Roseville teen swimmer helps U.S. conquer world’s best
Sydney Bello wasn’t the typical child swimming prodigy. She wasn’t splashing around wowing parents and coaches with record-setting times at the age of 5.
In fact, she wasn’t swimming at all.
Bello, who will turn 16 this month, has been swimming competitively for about six years. And here she is, an Olympian. Bello qualified for the 2013 Deaflympics in four events as the United States Deaf Swimming team defeated the mighty Russian squad at the third World Deaf Swimming Championships last month in Coimbra, Portugal.
“I was amazed,” the Woodcreek High School junior said.
Shooting for Olympic times
Amazing also is Bello’s age. She competed at the world championships against swimmers much older. Some in her finals events were in their late 20s. Amazing more so is that Bello’s times could improve to the Olympic level.

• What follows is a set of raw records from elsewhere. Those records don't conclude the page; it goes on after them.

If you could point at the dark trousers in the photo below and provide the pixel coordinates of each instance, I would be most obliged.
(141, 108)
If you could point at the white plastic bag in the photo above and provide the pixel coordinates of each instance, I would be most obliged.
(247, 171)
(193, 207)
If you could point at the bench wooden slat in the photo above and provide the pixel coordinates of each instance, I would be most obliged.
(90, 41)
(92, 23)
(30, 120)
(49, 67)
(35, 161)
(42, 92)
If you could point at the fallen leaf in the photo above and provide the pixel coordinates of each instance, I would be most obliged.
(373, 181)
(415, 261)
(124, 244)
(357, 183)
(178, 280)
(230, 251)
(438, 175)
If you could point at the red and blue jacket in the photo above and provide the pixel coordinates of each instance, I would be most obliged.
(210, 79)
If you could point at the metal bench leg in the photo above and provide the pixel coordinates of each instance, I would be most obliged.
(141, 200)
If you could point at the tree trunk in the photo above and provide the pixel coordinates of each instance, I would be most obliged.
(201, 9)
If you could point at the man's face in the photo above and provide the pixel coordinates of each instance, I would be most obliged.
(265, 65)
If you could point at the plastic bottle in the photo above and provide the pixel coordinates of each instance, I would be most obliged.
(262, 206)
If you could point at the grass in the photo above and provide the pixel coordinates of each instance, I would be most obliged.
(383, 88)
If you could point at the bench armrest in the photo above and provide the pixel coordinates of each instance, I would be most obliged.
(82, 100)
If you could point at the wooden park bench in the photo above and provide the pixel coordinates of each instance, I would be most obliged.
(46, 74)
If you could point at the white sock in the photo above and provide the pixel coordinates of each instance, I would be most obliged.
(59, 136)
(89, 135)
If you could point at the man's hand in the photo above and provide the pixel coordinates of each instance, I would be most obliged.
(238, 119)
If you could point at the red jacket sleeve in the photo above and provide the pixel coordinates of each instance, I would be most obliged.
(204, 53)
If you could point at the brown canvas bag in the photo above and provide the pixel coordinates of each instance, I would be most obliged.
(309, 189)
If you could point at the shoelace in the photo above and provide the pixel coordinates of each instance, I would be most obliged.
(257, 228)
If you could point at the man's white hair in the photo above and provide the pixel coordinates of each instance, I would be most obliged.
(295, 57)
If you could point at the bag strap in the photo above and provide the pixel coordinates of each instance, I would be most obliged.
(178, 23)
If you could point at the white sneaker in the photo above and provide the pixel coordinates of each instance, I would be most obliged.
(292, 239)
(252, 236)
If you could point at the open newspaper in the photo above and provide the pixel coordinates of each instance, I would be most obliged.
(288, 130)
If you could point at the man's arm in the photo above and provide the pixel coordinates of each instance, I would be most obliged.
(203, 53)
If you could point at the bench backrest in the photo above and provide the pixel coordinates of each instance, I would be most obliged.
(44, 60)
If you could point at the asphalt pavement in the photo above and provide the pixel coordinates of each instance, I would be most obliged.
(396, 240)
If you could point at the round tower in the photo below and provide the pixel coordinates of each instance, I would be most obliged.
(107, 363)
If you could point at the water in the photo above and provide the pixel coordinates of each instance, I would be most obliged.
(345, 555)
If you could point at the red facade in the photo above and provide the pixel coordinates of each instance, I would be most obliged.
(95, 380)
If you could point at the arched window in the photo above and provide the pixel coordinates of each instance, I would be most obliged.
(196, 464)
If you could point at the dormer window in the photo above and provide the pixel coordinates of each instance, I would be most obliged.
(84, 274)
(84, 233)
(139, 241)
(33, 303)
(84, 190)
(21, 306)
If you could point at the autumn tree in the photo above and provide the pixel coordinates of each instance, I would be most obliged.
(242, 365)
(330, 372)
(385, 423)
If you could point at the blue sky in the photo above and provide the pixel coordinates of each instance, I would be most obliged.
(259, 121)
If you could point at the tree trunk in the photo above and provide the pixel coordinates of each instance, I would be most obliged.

“My times aren’t Olympic-quality yet, but there’s a chance, in 2016,” she said. “That’s my goal.”
Debbie Walker is Bello’s coach with California Capital Aquatics. Walker has been a swimming coach for about 35 years. She came to the Sacramento area from Danville and ran the Arden Hills program for 13 years before coming to California Capital Aquatics. She’s been the head coach since 2006.
“What we have to look at is she attended world championships at 15 years old. That is a very young competitor for that level of swimming for deaf swimmers,” Walker said on a hot summer day last week at the Roseville Aquatics Center. “What we want to look at is where can we take from right now how she did and build upon that (toward) the next big competition. We want to be prepared for that.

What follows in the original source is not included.